OS AMIGOS INVISÍVEIS

Fig. 1- Paulo e Sílvia eram vizinhos e amigos.
Gostavam de brincar no quintal da casa da Silvia, fazendo túneis e lindos castelos na areia.
Paulo e Sílvia tinham um segredo: de vez em quando conversavam com dois amigos invisíveis, um moço e uma moça.
Fig. 2- Esses amigos eram invisíveis só para os outros, mas não para Paulo e Sílvia, com quem eles conversavam alegremente.
Fig. 3- Um dia Paulo deitou-se para dormir e, pouco depois, sentiu que subia, atravessava o teto e flutuava como um balão de gás.
Olhou para baixo e viu seu corpo na cama.
Pensou: “Ué! Como posso estar aqui e lá na cama?”
Paulo desejou estar com Sílvia naquele momento.
Mal pensou, viu-se no quarto da amiga, que também dormia na sua caminha.
Fig. 4- Paulo segurou-a pela mão e o mesmo aconteceu: Silvia subiu, atravessou o teto, também flutuando como um balão e, em pouco tempo, os dois voavam juntos enquanto seus corpos ficavam na cama.
Fig. 5- Mas eles não estavam sós. Os amigos invisíveis estavam com eles e os levaram para visitar um lugar com lindos jardins, onde brincaram muito. Em certo momento, a moça mostrou as estrelas que brilhavam no céu e falou:
– Deus criou aqueles e outros mundos. Ele está neles; também está no nosso mundo e dentro de cada um de nós.
Os meninos acharam estranho Deus estar dentro de nós, mas sabiam que aqueles amigos nunca mentiam. Eles disseram mais:
– Cada um de nós nasceu para ser bom e ajudar o mundo em que vive. Só que Deus deixa cada um escolher o modo de ajudar. Mas uma coisa acontece sempre: quem faz o bem, atrai amigos bondosos que o protegem.

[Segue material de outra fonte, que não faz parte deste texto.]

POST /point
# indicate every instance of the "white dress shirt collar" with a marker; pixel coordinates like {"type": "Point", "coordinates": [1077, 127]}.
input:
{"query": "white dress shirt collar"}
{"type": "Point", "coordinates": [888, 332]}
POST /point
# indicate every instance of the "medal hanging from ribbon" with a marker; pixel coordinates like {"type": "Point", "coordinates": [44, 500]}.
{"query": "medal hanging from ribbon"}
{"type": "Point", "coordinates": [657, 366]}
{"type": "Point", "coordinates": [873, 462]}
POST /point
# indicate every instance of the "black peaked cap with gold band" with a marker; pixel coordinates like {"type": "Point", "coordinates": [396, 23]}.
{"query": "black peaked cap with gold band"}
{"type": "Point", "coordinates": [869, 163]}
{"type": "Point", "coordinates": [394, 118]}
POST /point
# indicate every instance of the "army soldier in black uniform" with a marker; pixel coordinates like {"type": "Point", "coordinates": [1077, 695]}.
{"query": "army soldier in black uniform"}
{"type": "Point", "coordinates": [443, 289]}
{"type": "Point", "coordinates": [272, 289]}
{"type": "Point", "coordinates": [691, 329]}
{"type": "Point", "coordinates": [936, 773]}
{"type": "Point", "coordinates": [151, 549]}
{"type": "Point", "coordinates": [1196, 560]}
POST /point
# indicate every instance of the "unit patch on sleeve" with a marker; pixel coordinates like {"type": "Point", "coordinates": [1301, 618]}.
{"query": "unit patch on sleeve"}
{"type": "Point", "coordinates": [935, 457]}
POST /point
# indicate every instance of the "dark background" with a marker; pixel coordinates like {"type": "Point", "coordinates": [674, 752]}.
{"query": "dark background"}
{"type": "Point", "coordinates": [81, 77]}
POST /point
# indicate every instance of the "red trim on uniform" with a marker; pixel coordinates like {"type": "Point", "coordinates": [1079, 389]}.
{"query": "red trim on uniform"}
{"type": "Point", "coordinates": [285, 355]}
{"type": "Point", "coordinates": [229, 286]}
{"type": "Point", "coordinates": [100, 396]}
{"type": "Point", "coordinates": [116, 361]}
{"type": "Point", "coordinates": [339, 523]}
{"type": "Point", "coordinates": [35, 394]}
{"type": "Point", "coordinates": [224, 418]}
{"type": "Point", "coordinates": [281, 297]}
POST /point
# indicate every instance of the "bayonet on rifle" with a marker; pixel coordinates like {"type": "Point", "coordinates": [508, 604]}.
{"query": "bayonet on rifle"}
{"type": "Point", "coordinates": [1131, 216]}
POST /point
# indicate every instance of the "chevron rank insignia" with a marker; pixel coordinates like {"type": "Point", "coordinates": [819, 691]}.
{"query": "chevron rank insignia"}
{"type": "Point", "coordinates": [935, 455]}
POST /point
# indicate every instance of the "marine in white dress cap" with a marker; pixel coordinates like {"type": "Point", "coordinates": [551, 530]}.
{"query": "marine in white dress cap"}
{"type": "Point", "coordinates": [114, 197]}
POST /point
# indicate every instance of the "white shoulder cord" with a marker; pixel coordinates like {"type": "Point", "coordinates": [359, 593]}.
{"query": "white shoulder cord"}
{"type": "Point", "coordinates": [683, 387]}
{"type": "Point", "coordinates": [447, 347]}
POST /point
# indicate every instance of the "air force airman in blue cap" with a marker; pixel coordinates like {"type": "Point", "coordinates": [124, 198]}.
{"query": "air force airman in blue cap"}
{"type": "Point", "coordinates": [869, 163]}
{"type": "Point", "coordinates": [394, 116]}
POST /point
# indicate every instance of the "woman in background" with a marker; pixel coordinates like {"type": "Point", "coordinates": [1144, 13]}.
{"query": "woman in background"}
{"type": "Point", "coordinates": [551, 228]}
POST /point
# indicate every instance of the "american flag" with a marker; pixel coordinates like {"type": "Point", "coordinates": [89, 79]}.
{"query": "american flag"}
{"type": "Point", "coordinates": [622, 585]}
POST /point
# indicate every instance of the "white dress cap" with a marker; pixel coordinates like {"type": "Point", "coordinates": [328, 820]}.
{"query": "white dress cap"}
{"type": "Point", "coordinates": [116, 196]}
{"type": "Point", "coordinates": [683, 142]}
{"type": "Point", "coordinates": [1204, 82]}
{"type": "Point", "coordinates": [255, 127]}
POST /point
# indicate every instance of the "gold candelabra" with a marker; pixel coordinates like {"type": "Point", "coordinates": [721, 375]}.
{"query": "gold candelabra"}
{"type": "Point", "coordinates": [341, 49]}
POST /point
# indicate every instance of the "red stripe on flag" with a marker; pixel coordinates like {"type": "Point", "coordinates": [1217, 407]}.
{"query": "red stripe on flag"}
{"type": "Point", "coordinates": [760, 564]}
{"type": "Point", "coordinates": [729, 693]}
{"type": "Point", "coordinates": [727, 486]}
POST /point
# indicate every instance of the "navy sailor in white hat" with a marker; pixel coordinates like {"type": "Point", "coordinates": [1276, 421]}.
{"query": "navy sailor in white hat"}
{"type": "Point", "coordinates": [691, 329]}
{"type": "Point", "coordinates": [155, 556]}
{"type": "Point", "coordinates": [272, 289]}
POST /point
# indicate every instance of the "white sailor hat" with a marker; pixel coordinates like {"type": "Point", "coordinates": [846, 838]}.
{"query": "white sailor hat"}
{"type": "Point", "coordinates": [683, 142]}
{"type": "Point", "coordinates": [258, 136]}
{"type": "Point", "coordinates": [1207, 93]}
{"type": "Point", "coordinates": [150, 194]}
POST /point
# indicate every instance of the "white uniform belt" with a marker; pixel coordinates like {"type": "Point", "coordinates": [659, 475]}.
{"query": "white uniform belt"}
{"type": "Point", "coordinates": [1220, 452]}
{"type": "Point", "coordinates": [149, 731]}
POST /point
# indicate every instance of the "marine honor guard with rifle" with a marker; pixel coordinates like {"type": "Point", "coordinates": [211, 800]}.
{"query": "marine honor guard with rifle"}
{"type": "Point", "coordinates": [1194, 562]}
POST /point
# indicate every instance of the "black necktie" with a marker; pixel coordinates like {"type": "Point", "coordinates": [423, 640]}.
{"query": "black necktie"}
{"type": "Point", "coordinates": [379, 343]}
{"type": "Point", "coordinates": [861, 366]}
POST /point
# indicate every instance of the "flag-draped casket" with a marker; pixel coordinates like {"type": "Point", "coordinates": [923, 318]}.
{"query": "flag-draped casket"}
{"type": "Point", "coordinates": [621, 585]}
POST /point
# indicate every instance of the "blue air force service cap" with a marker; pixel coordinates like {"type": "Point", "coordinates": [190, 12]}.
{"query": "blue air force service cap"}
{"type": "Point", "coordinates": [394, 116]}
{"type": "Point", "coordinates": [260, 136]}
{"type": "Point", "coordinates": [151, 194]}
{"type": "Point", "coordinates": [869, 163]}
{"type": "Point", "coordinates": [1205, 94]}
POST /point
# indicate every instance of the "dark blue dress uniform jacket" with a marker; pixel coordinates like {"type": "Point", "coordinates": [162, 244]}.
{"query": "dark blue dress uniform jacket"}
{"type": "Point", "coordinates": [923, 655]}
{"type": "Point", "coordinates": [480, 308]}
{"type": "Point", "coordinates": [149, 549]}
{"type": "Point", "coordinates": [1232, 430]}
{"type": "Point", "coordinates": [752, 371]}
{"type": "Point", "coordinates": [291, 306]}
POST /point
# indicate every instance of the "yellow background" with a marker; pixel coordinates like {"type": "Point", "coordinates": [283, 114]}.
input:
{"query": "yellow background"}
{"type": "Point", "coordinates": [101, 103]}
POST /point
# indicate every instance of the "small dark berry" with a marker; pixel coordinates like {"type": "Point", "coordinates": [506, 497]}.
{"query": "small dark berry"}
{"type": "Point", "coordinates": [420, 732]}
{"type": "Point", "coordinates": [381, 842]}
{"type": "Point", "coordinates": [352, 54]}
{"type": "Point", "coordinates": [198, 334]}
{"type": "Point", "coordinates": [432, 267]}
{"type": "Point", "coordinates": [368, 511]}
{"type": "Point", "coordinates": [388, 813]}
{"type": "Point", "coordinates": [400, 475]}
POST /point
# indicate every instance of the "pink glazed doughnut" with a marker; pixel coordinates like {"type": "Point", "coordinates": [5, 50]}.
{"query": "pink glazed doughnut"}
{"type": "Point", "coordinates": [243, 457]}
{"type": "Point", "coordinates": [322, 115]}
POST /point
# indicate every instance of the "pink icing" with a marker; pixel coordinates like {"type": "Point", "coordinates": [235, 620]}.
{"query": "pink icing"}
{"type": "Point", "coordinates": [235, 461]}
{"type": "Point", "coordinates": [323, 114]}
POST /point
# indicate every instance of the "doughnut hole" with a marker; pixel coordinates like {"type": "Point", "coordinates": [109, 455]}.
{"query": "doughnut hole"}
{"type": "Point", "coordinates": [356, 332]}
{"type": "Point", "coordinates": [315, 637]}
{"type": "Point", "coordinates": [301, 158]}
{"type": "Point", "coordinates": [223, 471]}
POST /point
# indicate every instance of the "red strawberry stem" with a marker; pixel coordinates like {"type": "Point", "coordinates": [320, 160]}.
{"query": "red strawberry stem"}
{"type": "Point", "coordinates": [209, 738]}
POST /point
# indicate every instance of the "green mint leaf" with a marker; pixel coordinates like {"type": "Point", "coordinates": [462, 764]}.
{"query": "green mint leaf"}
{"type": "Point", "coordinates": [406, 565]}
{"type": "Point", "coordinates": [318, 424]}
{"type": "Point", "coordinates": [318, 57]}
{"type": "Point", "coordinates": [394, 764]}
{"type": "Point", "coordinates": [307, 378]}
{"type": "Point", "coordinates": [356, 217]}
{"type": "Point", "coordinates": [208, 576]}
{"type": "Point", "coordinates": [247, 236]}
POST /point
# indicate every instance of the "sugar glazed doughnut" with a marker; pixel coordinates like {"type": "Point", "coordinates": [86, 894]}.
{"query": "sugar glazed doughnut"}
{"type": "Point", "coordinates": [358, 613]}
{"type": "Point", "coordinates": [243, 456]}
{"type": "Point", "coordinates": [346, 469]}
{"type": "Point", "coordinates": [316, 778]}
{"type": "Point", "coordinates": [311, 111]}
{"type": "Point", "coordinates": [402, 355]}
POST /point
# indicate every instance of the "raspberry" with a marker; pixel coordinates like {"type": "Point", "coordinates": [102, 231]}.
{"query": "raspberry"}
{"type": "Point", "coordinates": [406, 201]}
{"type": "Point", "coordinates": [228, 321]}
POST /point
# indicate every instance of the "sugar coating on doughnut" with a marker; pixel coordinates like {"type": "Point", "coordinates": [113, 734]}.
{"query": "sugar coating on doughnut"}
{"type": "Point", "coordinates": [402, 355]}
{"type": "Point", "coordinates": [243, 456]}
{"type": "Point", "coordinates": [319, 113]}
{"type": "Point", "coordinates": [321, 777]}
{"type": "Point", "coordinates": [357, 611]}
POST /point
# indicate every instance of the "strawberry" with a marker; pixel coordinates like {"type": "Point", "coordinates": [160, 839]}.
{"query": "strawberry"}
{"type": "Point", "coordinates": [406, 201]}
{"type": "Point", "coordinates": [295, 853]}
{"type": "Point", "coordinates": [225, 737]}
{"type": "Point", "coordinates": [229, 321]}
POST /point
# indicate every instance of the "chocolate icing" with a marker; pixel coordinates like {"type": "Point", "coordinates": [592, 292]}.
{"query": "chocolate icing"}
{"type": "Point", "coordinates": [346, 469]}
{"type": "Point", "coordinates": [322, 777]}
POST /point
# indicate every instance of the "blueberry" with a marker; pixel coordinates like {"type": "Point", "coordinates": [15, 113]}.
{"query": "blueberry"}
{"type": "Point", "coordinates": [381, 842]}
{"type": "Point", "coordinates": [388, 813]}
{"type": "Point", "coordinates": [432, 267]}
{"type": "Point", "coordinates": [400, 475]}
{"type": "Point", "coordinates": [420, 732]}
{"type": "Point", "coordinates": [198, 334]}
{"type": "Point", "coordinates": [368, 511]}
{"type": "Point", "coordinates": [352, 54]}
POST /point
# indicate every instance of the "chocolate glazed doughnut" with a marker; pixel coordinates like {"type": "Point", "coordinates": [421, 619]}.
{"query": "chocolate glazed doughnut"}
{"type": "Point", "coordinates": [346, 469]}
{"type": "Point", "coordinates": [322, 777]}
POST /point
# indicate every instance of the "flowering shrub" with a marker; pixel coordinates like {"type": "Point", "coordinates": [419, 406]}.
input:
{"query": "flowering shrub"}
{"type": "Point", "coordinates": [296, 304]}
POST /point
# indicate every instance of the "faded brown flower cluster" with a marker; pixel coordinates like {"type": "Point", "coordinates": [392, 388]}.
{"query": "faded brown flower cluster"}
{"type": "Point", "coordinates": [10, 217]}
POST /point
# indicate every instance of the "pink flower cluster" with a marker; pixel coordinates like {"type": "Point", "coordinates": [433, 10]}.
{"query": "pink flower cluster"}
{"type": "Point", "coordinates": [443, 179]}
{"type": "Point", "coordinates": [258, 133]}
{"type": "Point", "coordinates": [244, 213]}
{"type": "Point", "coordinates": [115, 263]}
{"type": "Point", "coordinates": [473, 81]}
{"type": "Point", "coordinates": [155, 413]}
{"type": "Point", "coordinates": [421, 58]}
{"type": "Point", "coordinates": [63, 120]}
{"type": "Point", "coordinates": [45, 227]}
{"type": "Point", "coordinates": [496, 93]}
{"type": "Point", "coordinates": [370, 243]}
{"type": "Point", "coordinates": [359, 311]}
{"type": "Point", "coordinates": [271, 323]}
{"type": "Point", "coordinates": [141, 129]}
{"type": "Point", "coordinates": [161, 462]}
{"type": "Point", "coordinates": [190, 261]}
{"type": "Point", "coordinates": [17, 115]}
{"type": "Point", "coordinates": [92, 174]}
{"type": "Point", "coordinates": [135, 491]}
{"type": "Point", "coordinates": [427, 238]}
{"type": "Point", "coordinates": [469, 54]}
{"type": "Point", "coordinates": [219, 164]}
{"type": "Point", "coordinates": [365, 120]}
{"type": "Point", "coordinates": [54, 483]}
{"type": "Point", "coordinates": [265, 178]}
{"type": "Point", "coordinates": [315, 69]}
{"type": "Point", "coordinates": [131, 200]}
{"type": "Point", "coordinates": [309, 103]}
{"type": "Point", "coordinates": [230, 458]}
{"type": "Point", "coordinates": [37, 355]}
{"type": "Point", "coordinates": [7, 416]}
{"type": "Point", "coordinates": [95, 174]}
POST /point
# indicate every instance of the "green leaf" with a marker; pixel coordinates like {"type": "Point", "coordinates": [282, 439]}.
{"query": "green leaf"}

– São amigos invisíveis como vocês? Perguntou Paulo.
– Sim, porque são Espíritos, sem um corpo igual ao de vocês.
– E quem não quer ser bom? Perguntou Sílvia.
– Esses atraem Espíritos que também não são bondosos e que até trazem perturbação.
As crianças ouviram com atenção e gostariam de continuar a conversar, mas foram avisadas que já era hora de voltar. A jovem amiga ainda falou:
– Quando vocês acordarem lembrarão do nosso encontro como um sonho bom. Vão se sentir tranqüilos e felizes. Lembrem-se de que não devem brigar nem ofender ninguém para que possamos continuar juntos.
Todos abraçaram-se com amor. As crianças voltaram para seus quartos e, logo depois, acordaram. Sentiam-se felizes lembrando, como num sonho, do bonito passeio que deram com os amigos invisíveis.

(inspirado no enredo do livro “A Revelação do Segredo”, de Elizabeth kübler-Ross, Ed. Record.)